In addition, reviewing and evaluating vendor agreements is an important task for cybersecurity teams and stakeholders. Think of these disciplined actions as a necessary stress-test meant to identify and address weaknesses and changing needs. A good contract with clear deliverables and expectations is part of a cybersecurity defensive strategy alongside your people and your defense technologies and ongoing monitoring of systems and services.

3. Validation: Adopt skills frameworks and codes of practice for software supply chain security

No organization must stand up against the heightened threat of software supply chain security alone. Take advantage of existing guidance such as the U.K.’s Software Security Code of Practice to follow when you’re trying to batten the software hatches at your own organization.

Not only does this code support software vendors as they adopt secure software lifecycle development practices; it also supports software customers in mitigating the likelihood and impact of software supply chain attacks.

In addition to following code and other guidance frameworks, organizations can look to skills frameworks and vendor-neutral certifications to validate that their cybersecurity professionals demonstrate certain skills needed to build and strengthen supply chain security and resilience.

Skills development in the disciplines of governance, risk and compliance (GRC), secure software development and AI skills better enable cybersecurity and risk professionals to make informed decisions regarding software supply chain security and risk management.

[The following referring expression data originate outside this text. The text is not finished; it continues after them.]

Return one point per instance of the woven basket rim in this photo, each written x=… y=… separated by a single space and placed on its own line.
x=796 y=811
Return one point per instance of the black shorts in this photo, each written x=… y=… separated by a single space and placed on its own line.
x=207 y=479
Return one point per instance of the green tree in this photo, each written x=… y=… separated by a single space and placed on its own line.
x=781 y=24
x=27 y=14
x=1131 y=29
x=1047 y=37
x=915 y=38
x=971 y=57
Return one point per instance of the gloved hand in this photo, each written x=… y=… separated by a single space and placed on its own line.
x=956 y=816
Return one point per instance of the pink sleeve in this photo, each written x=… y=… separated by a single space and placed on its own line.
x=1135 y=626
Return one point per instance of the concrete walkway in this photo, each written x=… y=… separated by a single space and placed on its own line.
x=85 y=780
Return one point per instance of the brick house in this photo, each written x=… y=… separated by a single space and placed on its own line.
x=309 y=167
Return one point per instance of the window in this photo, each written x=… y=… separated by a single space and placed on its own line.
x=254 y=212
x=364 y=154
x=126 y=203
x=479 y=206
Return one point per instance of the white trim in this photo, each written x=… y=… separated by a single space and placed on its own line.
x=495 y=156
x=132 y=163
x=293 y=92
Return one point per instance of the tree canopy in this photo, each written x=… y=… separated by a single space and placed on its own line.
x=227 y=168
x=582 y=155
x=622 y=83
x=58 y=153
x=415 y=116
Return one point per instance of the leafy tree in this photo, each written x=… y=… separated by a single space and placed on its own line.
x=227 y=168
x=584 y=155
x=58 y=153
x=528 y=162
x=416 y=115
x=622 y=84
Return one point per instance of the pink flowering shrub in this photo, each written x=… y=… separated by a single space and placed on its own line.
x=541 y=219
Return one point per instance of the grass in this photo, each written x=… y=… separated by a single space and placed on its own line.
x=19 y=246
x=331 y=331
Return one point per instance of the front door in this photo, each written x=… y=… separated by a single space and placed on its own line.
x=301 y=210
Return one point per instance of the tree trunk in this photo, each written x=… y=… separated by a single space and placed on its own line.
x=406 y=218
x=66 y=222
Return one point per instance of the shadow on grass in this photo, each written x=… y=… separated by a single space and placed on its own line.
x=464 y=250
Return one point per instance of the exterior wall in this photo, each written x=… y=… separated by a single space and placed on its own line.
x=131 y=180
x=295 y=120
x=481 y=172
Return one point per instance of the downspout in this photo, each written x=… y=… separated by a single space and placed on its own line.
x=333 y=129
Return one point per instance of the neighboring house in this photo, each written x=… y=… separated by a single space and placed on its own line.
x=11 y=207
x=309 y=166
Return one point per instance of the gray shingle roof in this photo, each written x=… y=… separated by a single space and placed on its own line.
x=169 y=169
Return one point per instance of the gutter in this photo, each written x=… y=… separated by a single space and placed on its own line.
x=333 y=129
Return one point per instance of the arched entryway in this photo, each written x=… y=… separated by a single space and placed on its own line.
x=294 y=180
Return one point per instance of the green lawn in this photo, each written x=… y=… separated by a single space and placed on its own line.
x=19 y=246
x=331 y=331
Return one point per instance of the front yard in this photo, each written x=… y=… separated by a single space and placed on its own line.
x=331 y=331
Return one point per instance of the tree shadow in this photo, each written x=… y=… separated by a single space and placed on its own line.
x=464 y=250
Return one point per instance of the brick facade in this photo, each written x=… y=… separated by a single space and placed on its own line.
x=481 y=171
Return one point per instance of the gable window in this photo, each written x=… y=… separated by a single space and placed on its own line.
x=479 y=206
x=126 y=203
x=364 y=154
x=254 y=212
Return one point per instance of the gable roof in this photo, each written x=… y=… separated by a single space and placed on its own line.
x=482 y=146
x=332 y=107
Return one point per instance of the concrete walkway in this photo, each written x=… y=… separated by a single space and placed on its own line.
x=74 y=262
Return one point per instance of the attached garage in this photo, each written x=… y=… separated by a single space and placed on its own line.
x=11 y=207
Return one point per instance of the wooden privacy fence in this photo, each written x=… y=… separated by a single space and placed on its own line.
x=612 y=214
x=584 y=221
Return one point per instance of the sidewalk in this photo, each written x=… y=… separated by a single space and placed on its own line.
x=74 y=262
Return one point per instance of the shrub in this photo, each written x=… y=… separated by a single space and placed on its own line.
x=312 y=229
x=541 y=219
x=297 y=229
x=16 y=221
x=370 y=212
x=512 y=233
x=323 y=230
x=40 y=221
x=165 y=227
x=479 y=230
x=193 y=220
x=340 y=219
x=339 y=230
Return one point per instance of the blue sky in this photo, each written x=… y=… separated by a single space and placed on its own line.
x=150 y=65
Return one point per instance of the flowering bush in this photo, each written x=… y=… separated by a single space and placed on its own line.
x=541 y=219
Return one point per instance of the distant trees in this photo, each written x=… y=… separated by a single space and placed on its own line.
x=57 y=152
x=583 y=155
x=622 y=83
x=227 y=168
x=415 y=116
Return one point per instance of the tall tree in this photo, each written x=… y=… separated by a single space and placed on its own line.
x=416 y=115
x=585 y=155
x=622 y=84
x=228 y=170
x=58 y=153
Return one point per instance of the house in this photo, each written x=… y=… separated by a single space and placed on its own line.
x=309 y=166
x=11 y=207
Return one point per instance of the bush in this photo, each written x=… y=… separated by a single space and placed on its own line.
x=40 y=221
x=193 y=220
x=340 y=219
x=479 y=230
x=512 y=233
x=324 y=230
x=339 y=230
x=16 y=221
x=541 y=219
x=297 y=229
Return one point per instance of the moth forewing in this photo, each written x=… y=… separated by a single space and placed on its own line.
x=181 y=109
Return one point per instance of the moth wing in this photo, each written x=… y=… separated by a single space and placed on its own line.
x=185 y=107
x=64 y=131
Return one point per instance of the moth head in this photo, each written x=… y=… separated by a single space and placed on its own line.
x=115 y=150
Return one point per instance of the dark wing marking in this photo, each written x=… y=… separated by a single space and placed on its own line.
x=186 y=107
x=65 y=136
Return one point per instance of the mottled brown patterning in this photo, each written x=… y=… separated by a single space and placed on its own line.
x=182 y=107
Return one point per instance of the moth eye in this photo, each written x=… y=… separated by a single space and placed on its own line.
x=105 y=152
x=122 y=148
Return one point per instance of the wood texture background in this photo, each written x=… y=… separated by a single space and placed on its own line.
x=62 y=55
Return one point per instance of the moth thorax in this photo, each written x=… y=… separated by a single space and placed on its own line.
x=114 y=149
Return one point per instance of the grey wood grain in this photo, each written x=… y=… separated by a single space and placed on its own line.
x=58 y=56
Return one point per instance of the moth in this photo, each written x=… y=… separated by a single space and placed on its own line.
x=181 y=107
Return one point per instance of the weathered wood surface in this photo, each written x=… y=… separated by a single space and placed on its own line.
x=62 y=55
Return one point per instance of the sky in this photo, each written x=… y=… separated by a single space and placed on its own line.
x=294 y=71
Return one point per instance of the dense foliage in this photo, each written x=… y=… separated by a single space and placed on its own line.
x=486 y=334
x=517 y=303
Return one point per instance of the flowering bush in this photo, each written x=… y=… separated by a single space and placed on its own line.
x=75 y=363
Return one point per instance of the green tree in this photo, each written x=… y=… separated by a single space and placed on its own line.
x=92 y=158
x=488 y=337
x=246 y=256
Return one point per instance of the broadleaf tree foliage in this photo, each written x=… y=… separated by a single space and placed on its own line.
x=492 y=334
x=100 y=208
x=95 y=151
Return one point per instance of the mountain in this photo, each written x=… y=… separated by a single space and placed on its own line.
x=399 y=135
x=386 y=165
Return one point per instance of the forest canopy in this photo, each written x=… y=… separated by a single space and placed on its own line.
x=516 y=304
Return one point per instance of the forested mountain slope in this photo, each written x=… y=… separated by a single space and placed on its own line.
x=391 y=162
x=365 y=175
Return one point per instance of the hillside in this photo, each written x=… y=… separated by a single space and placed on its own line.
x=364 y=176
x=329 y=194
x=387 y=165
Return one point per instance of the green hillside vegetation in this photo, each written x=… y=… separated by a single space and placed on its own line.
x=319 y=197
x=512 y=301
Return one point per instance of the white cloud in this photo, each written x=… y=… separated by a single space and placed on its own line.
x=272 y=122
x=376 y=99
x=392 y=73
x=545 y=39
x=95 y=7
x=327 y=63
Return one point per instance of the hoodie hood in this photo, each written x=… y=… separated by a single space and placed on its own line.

From complexity to better security

Supply chains are complex, longer than you think and multidimensional. Organizations must place much greater focus on stress-testing the resilience of software suppliers and continuously evaluating exposure.

This approach goes well beyond being careful about what software makes it all the way to procurement. The potentially more damaging layer to address in the macro supply chain involves the embedded software and integrated AI tools that other suppliers are using.

The question is not whether your digital supply chain will face disruption. It's whether you have the visibility, vigilance and validation to operate when it does. That’s resilience: the north star of software supply chain security. Without question, transparency has to run through supply chains instead of just sitting inside organizations.